Recognizing, however, that few of us willingly can or will practice
such straining all-out effort, the researchers also developed a
gentler but still chronologically abbreviated form of HIIT. This
modified routine involved one minute of strenuous effort, at about 90
percent of a person’s maximum heart rate (which most of us can
estimate, very roughly, by subtracting our age from 220), followed by
one minute of easy recovery. The effort and recovery are repeated 10
times, for a total of 20 minutes.

Despite the small time commitment of this modified HIIT program, after
several weeks of practicing it, both the unfit volunteers and the
cardiac patients showed significant improvements in their health and
fitness.

The results, published in a recent review of HIIT-related research,
were especially remarkable in the cardiac patients. They showed
“significant improvements” in the functioning of their blood vessels
and heart, said Maureen MacDonald, an associate professor of
kinesiology at McMaster who is leading the ongoing experiment.

It might seem counterintuitive that strenuous exercise would be
productive or even wise for cardiac patients. But so far none have
experienced heart problems related to the workouts, Dr. MacDonald
said. “It appears that the heart is insulated from the intensity” of
the intervals, she said, “because the effort is so brief.”

Almost as surprising, the cardiac patients have embraced the routine.
Although their ratings of perceived exertion, or sense of the
discomfort of each individual interval, are high and probably
accurate, averaging a 7 or higher on a 10-point scale, they report
enjoying the entire sessions more than longer, continuous moderate
exercise, Dr. MacDonald said.

“The hard work is short,” she points out, “so it’s tolerable.” Members
of a separate, exercise control group at the rehab center, assigned to
complete standard 30-minute moderate-intensity workout sessions, have
been watching wistfully as the interval trainers leave the lab before
them. “They want to switch groups,” she said.

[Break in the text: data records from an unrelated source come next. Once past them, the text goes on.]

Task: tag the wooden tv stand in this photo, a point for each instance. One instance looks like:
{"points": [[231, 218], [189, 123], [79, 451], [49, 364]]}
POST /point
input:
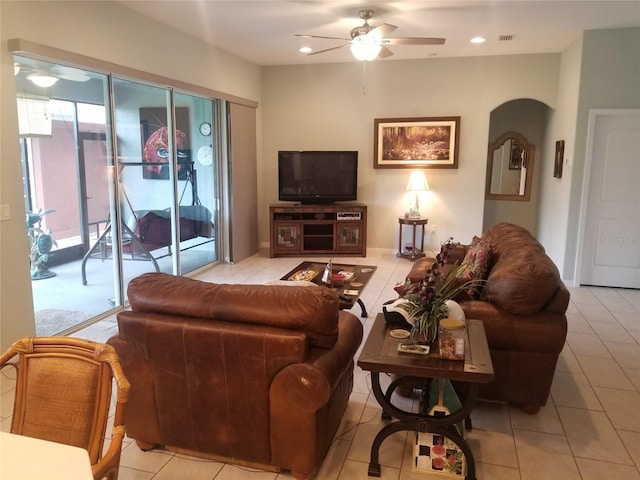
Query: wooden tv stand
{"points": [[336, 229]]}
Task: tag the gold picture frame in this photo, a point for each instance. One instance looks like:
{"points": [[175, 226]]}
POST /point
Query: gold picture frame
{"points": [[426, 142]]}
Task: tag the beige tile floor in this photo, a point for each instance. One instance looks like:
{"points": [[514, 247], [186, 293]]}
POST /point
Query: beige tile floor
{"points": [[589, 429]]}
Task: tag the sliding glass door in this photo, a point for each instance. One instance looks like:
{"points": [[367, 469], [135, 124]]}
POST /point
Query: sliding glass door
{"points": [[122, 179]]}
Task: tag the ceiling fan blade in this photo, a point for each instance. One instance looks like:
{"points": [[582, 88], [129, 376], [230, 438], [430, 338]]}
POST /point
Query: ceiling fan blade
{"points": [[319, 36], [381, 30], [385, 52], [328, 49], [413, 41]]}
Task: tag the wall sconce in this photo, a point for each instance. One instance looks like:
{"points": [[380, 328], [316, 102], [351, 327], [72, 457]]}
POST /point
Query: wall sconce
{"points": [[417, 183]]}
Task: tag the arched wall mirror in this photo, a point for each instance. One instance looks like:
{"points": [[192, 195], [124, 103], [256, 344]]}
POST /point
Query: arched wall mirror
{"points": [[510, 168]]}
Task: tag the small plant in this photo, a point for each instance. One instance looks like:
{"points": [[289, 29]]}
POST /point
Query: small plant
{"points": [[42, 243]]}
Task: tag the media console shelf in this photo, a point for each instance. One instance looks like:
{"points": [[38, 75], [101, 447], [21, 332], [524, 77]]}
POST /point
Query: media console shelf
{"points": [[339, 229]]}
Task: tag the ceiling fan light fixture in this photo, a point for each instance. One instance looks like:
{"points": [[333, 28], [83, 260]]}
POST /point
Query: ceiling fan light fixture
{"points": [[364, 49], [43, 80]]}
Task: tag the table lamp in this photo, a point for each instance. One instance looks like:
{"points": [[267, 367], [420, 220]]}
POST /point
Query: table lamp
{"points": [[417, 183]]}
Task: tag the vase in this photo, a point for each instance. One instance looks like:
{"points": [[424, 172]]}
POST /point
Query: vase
{"points": [[424, 338]]}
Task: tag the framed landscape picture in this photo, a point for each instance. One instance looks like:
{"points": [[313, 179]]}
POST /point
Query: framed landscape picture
{"points": [[429, 142]]}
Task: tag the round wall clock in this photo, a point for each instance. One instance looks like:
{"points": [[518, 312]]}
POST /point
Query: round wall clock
{"points": [[205, 129], [205, 155]]}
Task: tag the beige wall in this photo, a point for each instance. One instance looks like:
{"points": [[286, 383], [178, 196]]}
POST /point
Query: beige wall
{"points": [[111, 33], [334, 106]]}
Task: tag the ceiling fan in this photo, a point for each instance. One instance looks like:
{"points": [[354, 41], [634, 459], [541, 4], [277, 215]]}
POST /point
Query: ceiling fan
{"points": [[368, 42]]}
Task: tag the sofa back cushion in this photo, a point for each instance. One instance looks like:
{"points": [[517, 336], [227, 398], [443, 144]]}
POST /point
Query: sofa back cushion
{"points": [[522, 279], [313, 311]]}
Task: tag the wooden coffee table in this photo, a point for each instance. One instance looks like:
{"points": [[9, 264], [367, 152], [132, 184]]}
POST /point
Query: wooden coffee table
{"points": [[349, 292], [380, 355]]}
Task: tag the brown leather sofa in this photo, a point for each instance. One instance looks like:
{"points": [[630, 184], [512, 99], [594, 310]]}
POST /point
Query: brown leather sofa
{"points": [[522, 306], [256, 375]]}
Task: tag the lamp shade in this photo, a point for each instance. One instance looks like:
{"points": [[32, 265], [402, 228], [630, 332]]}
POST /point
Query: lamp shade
{"points": [[417, 182]]}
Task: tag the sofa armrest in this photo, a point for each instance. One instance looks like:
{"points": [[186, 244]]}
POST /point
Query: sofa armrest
{"points": [[307, 386], [307, 400]]}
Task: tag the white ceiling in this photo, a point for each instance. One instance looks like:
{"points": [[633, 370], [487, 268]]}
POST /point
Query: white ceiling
{"points": [[262, 31]]}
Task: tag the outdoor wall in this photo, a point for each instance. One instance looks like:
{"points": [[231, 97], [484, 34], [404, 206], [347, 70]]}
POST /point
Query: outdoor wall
{"points": [[109, 32], [333, 107]]}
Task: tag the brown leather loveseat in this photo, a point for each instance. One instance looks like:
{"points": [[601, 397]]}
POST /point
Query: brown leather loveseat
{"points": [[256, 375], [522, 306]]}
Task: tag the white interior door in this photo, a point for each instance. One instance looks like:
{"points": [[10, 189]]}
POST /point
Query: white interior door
{"points": [[611, 245]]}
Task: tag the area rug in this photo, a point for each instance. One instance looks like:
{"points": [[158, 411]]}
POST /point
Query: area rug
{"points": [[52, 321]]}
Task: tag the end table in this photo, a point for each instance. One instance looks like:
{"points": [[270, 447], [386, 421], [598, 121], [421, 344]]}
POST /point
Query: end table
{"points": [[414, 222]]}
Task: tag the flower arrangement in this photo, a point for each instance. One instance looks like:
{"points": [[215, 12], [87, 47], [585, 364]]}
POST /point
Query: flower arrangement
{"points": [[426, 301]]}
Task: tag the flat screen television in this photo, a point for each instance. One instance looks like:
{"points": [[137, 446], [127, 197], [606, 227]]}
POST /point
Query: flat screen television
{"points": [[317, 176]]}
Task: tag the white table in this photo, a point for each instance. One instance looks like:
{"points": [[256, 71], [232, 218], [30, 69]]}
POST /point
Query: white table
{"points": [[27, 458]]}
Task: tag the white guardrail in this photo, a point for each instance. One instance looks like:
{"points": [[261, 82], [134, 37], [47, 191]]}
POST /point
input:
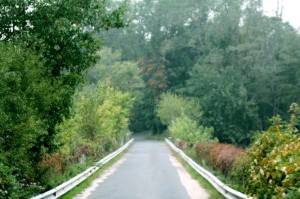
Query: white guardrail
{"points": [[70, 184], [226, 191]]}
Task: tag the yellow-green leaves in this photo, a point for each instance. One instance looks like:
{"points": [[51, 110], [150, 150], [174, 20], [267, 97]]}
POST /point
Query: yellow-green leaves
{"points": [[275, 169]]}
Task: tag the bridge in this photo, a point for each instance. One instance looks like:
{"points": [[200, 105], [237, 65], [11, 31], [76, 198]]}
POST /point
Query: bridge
{"points": [[148, 170]]}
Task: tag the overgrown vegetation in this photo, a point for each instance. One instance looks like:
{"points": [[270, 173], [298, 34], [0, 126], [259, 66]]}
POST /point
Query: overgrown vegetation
{"points": [[269, 168], [44, 48], [203, 70]]}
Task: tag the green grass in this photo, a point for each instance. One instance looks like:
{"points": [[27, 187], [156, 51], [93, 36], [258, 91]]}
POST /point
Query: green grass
{"points": [[85, 184], [213, 193]]}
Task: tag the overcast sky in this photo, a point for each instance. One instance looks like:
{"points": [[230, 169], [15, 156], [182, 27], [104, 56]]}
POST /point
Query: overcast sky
{"points": [[291, 10]]}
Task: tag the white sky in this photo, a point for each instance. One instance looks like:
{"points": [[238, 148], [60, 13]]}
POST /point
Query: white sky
{"points": [[290, 12]]}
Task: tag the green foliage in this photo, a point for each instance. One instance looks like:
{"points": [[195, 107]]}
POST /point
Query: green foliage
{"points": [[61, 34], [21, 90], [100, 121], [220, 157], [275, 159], [124, 76], [172, 106], [45, 46], [188, 130]]}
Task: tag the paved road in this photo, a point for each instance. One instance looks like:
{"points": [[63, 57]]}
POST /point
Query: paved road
{"points": [[147, 171]]}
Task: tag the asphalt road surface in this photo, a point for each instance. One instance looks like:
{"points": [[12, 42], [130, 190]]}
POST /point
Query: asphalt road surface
{"points": [[147, 171]]}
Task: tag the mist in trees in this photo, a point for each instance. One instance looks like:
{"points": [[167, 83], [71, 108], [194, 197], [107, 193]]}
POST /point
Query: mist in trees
{"points": [[45, 46], [241, 65], [226, 64]]}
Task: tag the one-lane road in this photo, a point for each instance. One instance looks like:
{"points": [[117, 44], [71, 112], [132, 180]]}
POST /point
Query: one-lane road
{"points": [[147, 171]]}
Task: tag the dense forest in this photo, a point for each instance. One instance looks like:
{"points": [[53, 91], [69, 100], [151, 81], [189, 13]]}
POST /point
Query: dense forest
{"points": [[240, 65], [77, 77]]}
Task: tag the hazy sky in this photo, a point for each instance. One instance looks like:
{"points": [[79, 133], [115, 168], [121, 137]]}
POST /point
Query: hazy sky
{"points": [[291, 10]]}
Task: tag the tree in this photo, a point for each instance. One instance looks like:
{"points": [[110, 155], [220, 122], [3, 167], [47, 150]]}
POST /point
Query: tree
{"points": [[21, 90], [61, 32]]}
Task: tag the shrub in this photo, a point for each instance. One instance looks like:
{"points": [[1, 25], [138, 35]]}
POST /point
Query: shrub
{"points": [[221, 157], [188, 130], [275, 166]]}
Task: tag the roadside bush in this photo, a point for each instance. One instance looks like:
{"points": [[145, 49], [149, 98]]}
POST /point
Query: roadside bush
{"points": [[275, 161], [188, 130], [221, 157]]}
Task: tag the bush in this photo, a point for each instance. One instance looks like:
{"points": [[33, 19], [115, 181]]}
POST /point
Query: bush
{"points": [[221, 157], [188, 130], [275, 166]]}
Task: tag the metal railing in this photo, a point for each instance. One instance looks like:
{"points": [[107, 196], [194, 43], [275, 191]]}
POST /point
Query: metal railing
{"points": [[70, 184], [226, 191]]}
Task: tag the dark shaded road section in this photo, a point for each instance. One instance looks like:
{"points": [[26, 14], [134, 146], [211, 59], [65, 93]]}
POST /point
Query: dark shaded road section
{"points": [[145, 172]]}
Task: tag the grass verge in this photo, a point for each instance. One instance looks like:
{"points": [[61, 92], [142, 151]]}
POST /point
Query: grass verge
{"points": [[213, 193], [85, 184], [157, 137]]}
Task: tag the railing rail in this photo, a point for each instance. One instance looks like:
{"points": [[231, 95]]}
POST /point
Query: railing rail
{"points": [[70, 184], [226, 191]]}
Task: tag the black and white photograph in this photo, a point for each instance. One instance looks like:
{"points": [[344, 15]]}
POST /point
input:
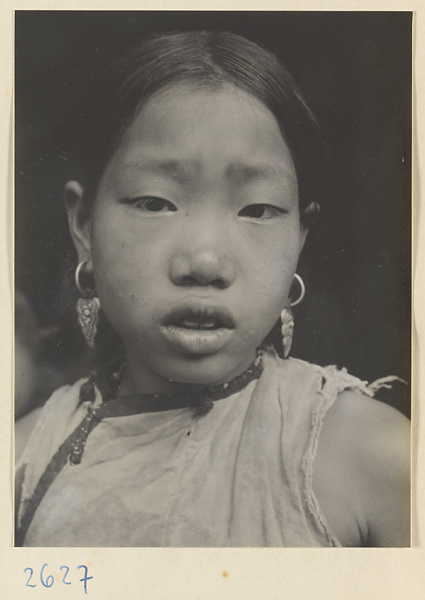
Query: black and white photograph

The scientists have noted other benefits in earlier studies. In unfit
but otherwise healthy middle-aged adults, two weeks of modified HIIT
training prompted the creation of far more cellular proteins involved
in energy production and oxygen. The training also improved the
volunteers’ insulin sensitivity and blood sugar regulation, lowering
their risk of developing Type 2 diabetes, according to a study
published last fall in Medicine & Science in Sports & Exercise.

Since then, the scientists completed a small, follow-up experiment
involving people with full-blown Type 2 diabetes. They found that even
a single bout of the 1-minute hard, 1-minute easy HIIT training,
repeated 10 times, improved blood sugar regulation throughout the
following day, particularly after meals.

Of course, HIIT training is not ideal or necessary for everyone, said
Martin Gibala, a professor of kinesiology at McMaster, who’s overseen
the high-intensity studies. “If you have time” for regular 30-minute
or longer endurance exercise training, “then by all means, keep it
up,” he said. “There’s an impressive body of science showing” that
such workouts “are very effective at improving health and fitness.”

But if time constraints keep you from lengthier exercise, he
continues, consult your doctor for clearance, and then consider
rapidly pedaling a stationary bicycle or sprinting uphill for one
minute, aiming to raise your heart rate to about 90 percent of your
maximum. Pedal or jog easily downhill for a minute and repeat nine
times, perhaps twice a week. “It’s very potent exercise,” Dr. Gibala
said. “And then, very quickly, it’s done.”